The note Dick Culbert left in the summit register on Serra V upon completing the first ascent with Glenn Woodsworth in 1964. The last line reads “How the hell do we get down.” Marc-André Leclerc, who sent the photo to Woodsworth after a solo ascent of the peak in 2014, described the climb on his blog: “[Nearing the top] I would frequently find myself stemming on rock in my mountain boots while swinging my tools into water ice in the back of the corner, dry tooling on secure flakes or dancing up icy slabs balancing on my tip toes on perfect waves of granite.” [Photo] Marc-André Leclerc
We were very tired, not only because of the struggle in the icefall but because we both had killer headaches, probably from the rapid rise from sea level at Bella Coola to here. Fatigue and the blizzard made the descent difficult, and snarled and stuck ropes didn’t help matters. At midnight we had a handful of nuts and hunkered down in the snow to await the dawn. We were reasonably comfortable during the night, and we both dozed off occasionally. But we were very worried about the descent. From Dick’s journal: “The outlook for tomorrow is not warming. First there will be the problem of fresh snow avalanches on the head- wall, then the task of finding a route down 3000 ft. of icefall in a whiteout, and—finally we must locate a small tent on a large glacier in the fog. Comes the dawn and we must look like a couple of frost heaves on the ridge.”

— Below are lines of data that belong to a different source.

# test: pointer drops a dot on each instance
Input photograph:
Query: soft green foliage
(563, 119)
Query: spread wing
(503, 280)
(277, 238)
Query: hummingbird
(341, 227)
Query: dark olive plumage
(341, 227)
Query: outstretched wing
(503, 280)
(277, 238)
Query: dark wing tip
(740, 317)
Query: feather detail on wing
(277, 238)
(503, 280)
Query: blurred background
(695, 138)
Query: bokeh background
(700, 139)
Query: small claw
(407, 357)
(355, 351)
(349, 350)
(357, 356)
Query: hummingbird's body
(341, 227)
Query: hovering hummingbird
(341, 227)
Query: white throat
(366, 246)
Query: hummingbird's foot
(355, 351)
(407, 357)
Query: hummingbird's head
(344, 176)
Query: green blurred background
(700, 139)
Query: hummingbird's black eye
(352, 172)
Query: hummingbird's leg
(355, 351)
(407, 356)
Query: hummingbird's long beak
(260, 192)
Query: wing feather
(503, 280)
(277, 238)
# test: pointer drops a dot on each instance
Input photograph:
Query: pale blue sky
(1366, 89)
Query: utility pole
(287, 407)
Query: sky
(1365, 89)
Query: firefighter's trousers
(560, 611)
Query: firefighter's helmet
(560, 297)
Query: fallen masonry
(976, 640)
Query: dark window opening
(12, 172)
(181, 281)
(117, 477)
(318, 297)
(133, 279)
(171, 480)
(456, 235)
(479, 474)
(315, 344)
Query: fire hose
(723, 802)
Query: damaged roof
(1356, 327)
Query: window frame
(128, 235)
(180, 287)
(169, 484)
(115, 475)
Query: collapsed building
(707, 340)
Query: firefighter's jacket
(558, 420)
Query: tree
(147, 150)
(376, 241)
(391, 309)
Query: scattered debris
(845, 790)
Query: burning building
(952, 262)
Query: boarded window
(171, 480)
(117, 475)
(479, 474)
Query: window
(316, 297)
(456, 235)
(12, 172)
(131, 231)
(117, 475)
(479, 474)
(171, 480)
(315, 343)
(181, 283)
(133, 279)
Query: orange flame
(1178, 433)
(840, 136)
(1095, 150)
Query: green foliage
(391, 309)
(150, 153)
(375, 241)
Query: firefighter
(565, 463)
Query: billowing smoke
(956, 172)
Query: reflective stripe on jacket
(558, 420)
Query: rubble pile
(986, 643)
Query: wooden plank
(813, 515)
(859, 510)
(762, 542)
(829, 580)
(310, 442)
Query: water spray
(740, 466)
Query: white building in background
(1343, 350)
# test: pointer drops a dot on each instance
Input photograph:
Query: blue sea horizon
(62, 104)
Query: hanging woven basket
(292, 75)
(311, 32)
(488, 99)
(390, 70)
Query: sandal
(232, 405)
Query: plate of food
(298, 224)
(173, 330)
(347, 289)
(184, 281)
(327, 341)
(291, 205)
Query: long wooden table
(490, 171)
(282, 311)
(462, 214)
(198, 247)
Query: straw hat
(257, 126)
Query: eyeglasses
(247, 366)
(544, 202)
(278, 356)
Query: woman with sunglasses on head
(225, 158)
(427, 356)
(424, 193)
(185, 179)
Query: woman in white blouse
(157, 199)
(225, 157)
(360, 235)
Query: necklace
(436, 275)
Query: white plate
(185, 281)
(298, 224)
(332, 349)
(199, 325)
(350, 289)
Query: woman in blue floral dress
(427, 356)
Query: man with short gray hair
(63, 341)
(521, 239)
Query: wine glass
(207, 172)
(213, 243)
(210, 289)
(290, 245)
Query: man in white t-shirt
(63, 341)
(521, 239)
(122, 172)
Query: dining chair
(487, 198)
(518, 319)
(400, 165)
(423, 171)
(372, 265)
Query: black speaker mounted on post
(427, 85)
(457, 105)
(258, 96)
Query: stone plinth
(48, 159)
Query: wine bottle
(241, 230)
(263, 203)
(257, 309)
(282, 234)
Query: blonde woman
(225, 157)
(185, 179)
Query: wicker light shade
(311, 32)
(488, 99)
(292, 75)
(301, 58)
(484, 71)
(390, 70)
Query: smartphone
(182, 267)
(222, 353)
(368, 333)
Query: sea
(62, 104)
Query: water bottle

It snowed all night and all the next day, but the wind abated. We were hit by several powder snow avalanches in the ice gully, one of which we had to jump into a ’schrund to escape. Shortly after we started down the main icefall, I dropped into a crevasse. Dick was holding the belay and couldn’t help me, and it took half an hour and all my strength to get out. In the lower part of the icefall, the trough we had plowed with such effort on the ascent was still visible and gave us a fast route down to the flat part of the Radiant. By this time the fog had lifted, and we had no problem finding our tent. The descent from the col had taken the same time as the ascent. We had a bit of dinner and crawled into our sleeping bags.
The following day we didn’t wake up until midafternoon. Our headaches and worries were gone and so was the storm. Late in the afternoon we took advantage of the sunshine to wander up easy Chaos Peak above camp. The views were outstanding. Our route on the Radiant headwall had been completely scoured by avalanches and by a huge chunk of ice that had fallen from the headwall; we were highly aware of just how lucky we had been. It was cool on top of Chaos, so we didn’t stay long, but we could see peak after peak to the north, including some unclimbed, that we hoped to attempt in the next month or so. But they could wait; this expedition was just beginning, and it was time to get back to camp.
FIFTY YEARS LATER DICK CULBERT and I sat in his warm, comfortable living room and discussed the climb. We thought that, although the up-and-over-Tiedemann route was objectively safer, we probably wouldn’t have made the summit, given the weather over the next couple of days. We both agreed that our route, despite the strong objective hazards, was a justifiable choice, because we did the climb and survived to talk about it in Dick’s living room. To us, at that time and at that age, the prize was worth the risk.
More interesting to us was our discussion on first ascent mania and why we got caught up in it. Neither of us considered ourselves to be particularly competitive by nature, and it remained a mystery to us as to why we, both mainly exploratory mountaineers, got pulled into that game.
Regardless, we thought that our route on Serra V, although it may have been the “correct” line at the time, was never likely to become a popular line. As with the 1939 first ascent route on Mt. Tiedemann, it is likely to be relegated to the status of “for historical interest only, not recommended under modern conditions.”